Câmara dos Deputados vota projeto que regulamenta câmeras de reconhecimento facial e discute outros temas relevantes.
Imagem gerada com IA

A Câmara dos Deputados está prestes a analisar, nesta terça-feira (14), um projeto de lei que regulamenta o uso de sistemas de reconhecimento facial e identificação biométrica. A proposta, de autoria do deputado Rodrigo Gambale (Pode-SP), visa estabelecer limites e garantir a intervenção humana no uso dessas tecnologias.

O Projeto de Lei 1828/23, que conta com um substitutivo do relator, deputado Isnaldo Bulhões Jr. (MDB-AL), permite a utilização de câmeras de reconhecimento facial em estações rodoviárias, ferroviárias e de metrô, além de vias públicas e prédios públicos. A proposta enfatiza a necessidade de respeitar normas gerais que assegurem a transparência, a segurança dos dados e o respeito aos direitos fundamentais, proibindo a vigilância em massa.

Além disso, o projeto prevê a possibilidade de convênios e parcerias entre entidades públicas e concessionárias de transporte para promover a modernização e a integração dos sistemas. O uso dessas ferramentas para localizar pessoas desaparecidas, por sua vez, dependerá de solicitação formal de familiares ou autoridades competentes, com prazos determinados e auditáveis.

Outro tema em pauta é o Projeto de Lei 4469/24, que altera a legislação sobre pensão alimentícia em atraso. De autoria das deputadas Soraya Santos (PL-RJ), Luisa Canziani (União-PR) e Coronel Fernanda (PL-MT), a proposta permite a atuação do defensor público como advogado do requerente, mas retira a obrigatoriedade de comparecimento inicial com advogado.

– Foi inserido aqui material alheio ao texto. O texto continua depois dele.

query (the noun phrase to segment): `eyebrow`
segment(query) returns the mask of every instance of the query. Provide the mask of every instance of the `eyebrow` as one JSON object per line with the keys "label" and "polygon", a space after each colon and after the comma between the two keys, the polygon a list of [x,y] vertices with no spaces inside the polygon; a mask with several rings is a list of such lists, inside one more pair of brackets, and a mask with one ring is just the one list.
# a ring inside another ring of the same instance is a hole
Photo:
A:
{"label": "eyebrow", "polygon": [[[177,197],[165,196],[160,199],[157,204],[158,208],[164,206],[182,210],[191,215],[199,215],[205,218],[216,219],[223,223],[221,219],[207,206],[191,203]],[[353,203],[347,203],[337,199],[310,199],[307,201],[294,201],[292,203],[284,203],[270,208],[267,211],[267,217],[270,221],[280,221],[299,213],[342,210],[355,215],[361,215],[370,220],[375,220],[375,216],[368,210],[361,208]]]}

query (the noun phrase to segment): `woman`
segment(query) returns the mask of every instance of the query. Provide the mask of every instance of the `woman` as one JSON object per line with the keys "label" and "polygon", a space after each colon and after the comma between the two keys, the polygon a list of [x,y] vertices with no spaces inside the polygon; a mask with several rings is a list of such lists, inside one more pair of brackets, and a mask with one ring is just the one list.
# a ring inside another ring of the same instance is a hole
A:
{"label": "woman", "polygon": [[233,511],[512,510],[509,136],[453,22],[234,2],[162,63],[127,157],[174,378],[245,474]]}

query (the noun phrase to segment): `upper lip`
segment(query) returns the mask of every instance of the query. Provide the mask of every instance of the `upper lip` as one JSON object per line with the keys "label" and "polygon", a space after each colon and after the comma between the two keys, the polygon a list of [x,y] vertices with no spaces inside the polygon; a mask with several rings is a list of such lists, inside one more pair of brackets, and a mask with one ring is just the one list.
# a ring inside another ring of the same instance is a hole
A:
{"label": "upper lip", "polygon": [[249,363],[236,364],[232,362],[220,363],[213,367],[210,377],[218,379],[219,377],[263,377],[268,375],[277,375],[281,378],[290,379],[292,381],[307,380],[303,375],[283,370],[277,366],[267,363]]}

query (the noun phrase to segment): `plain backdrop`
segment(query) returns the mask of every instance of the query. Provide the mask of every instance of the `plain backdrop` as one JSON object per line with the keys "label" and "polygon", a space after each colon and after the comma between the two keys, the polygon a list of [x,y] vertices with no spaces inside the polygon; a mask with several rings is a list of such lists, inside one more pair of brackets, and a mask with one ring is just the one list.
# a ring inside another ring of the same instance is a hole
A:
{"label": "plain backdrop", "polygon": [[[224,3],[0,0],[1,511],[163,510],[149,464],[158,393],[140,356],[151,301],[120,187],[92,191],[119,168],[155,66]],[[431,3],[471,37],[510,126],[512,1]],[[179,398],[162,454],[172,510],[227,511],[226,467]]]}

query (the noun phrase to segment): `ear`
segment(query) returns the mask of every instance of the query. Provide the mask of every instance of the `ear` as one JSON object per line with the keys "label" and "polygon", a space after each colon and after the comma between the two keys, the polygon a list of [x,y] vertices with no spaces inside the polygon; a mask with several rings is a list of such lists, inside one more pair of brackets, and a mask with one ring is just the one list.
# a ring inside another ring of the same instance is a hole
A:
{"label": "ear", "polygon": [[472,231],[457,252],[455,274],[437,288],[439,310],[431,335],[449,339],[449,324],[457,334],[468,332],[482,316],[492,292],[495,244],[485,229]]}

O projeto, que recebeu um substitutivo da deputada Natália Bonavides (PT-RN), visa simplificar o processo, permitindo que o credor da pensão compareça pessoalmente sem a necessidade de um advogado. Caso o credor não indique um advogado, o juiz enviará ofício à Defensoria Pública para atuar no caso. Se a Defensoria não puder atuar, o juiz indicará um defensor dativo.

Além disso, a regulamentação da Emenda Constitucional 125, de 2022, também será discutida. Essa emenda limita os recursos analisados pelo Superior Tribunal de Justiça (STJ), exigindo que o recorrente demonstre a relevância das questões de direito federal infraconstitucional. O Projeto de Lei 3085/26, do Senado, busca definir que os ministros do STJ considerem questões que ultrapassem os interesses dos envolvidos ao decidir sobre o reconhecimento de recursos.

O objetivo é reduzir a quantidade de recursos que chegam ao tribunal devido a decisões de tribunais inferiores, tornando o processo mais eficiente.

Por fim, a pauta inclui o Projeto de Lei Complementar (PLP) 114/26, que visa vincular o aumento da receita federal proveniente da arrecadação extraordinária do petróleo a medidas para estabilizar os preços dos combustíveis. O projeto, de autoria do deputado Paulo Pimenta (PT-RS), busca adequar as normas fiscais às renúncias futuras de tributos para conter as altas de preços de combustíveis, especialmente em decorrência de conflitos internacionais.

A relatora, deputada Marussa Boldrin (Republicanos-GO), também propôs mudanças para permitir o uso de créditos de usineiros de etanol para abater tributos, além de diminuir o percentual mínimo de enquadramento de empresas agropecuárias exportadoras para suspensão de tributos.

A pauta ainda inclui seis medidas provisórias que tratam de créditos extraordinários, que são destinados a atender despesas urgentes e imprevisíveis, como calamidades públicas.